Hers was in even worse shape. Paint had peeled down in strips, as if a clawed hand had scraped it top to bottom. The door creaked, and then the diamond-embedded symbol on its upper-right-hand corner flared, as if it had begun to burn deep within the wood. The jewel itself glittered so brightly I’d have believed the sun was shining straight on it if the window wasn’t shaded.

Cole swung his light to Floraidh’s door. We watched the same action take place there. And then, as suddenly as I might snap my fingers, the scent of Wicca died.

“It’s gone,” I said.

“It is?” Cole trained his light all around the hallway as if to catch the culprit who’d tried, and failed, to breach the Scidairans’ defenses. “Was it Bea?”

“I don’t know. I didn’t scent witchery at Castle Hoppringhill when all those snakes appeared. So either she was trying to mask herself there because she was in public  .  .  .”

Vayl flicked Cole’s light off. “Or Floraidh has ãorae stwo mortal enemies staying under her roof.”

After such an exciting start to the day, you’d have thought the action would swing right on into overdrive.

Nope.

Vayl went back to his room to crawl into his specially made blackout bed-tent.

After sleeping until one in the afternoon, Albert accepted the news about Mom and our plan to deal with her remarkably well. He grabbed a bite to eat and took Jack back to my room to watch a My Family marathon until we decided we needed them.

Cole and I took turns napping, attending GhostCon events with Albert and Jack like we really gave a crap about the feng shui of a haunted foyer, and watching Floraidh. Since our ward spent most of the day in her room concocting weird Scidair spells while Dormal looked after the B and B, we’d had to improvise our stalker spot, turning the walk-in linen closet beside Dormal’s room into a Scidair-hide. I came up with the name. It helped alleviate my minor claustrophobia to imagine I was a National Geographic photographer, surrounded by vast expanses of jungle, just waiting for the elusive kangahipposeal to appear, at which time I’d film that sucker like a paparazzi on speed.

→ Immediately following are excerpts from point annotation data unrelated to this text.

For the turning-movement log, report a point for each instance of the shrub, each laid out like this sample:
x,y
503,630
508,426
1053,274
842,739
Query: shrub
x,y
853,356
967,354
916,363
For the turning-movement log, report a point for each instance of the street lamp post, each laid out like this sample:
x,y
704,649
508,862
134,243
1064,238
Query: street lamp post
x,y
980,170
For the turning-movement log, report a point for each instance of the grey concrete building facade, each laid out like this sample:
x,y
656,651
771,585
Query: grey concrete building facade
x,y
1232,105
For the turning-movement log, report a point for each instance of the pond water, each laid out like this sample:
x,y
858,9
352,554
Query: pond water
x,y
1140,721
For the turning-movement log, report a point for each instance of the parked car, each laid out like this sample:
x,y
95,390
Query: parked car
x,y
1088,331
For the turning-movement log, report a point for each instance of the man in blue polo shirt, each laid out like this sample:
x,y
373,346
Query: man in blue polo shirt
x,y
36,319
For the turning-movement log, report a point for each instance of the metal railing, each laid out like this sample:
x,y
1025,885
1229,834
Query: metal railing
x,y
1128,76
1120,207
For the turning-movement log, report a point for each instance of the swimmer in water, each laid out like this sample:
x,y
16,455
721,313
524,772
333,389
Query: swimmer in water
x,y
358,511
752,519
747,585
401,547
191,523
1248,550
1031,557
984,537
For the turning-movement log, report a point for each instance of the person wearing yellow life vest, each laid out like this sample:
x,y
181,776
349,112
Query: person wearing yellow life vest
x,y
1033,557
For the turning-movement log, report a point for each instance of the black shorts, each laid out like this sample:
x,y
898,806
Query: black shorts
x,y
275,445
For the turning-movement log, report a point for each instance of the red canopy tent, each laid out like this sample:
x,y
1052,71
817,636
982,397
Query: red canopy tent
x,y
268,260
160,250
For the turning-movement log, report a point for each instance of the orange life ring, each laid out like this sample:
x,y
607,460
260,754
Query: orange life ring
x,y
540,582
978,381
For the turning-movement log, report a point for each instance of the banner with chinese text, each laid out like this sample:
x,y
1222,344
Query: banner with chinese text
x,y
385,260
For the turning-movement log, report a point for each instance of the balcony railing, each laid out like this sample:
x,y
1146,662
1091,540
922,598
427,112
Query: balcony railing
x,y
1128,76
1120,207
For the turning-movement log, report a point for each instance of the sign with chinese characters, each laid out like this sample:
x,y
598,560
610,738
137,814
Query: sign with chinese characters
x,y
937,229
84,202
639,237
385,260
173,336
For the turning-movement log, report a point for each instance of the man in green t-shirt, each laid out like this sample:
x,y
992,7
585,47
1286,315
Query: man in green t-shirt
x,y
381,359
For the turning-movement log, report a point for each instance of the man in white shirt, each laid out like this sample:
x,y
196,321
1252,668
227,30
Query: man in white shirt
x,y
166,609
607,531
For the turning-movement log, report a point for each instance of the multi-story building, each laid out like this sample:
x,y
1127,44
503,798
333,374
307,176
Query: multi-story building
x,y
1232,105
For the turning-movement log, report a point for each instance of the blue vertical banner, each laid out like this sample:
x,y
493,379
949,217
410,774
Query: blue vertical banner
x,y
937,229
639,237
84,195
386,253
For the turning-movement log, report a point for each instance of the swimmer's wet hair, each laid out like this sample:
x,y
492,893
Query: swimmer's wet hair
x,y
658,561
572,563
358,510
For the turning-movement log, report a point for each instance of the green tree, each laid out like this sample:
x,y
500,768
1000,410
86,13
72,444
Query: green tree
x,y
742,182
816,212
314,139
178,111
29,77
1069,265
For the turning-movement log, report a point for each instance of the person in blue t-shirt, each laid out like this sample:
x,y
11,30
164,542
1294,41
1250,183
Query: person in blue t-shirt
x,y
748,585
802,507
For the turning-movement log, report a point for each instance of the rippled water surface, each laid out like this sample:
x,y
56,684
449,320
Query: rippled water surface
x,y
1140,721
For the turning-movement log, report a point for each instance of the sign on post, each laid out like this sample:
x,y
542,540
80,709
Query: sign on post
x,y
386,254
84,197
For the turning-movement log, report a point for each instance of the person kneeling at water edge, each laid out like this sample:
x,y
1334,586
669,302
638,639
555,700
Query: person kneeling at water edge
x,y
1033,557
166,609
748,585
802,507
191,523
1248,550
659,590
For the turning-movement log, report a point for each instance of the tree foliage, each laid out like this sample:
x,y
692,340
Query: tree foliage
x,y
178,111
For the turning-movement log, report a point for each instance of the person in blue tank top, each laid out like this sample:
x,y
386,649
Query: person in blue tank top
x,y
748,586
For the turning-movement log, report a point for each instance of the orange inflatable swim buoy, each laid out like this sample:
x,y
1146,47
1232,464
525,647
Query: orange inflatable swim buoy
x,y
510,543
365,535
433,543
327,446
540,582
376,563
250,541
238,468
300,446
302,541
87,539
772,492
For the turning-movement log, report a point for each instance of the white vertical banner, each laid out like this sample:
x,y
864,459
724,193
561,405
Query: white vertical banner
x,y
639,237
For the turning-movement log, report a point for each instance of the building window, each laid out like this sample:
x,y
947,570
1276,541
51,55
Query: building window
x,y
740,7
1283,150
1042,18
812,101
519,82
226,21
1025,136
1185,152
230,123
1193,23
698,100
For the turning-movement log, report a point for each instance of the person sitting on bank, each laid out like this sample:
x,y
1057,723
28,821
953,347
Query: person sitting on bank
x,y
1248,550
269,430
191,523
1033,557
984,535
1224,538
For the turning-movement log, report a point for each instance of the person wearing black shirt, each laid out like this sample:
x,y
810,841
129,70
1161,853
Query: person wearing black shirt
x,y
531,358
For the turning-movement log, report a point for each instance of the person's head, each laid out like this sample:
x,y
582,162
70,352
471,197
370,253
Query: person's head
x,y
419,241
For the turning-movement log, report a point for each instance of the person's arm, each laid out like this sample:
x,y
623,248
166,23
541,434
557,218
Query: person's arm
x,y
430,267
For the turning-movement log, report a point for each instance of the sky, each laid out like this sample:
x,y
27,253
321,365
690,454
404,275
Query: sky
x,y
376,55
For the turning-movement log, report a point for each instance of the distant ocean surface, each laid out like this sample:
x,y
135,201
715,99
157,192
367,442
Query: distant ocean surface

We furnished the Scidair-hide with a laptop and folding chair, from which we eyeballed the empty hallway like we thought the walls were about to sprout ninjas. Sure, it would’ve been a lot more comfortable, not to mention safer, to guard her from one of our rooms. But if Bea tried something during the day, seconds would count. And though I could move a lot faster than I used to, I still wasn’t superhuman enough to race up two flights of stairs in time to save her from an assassin standing right at her door.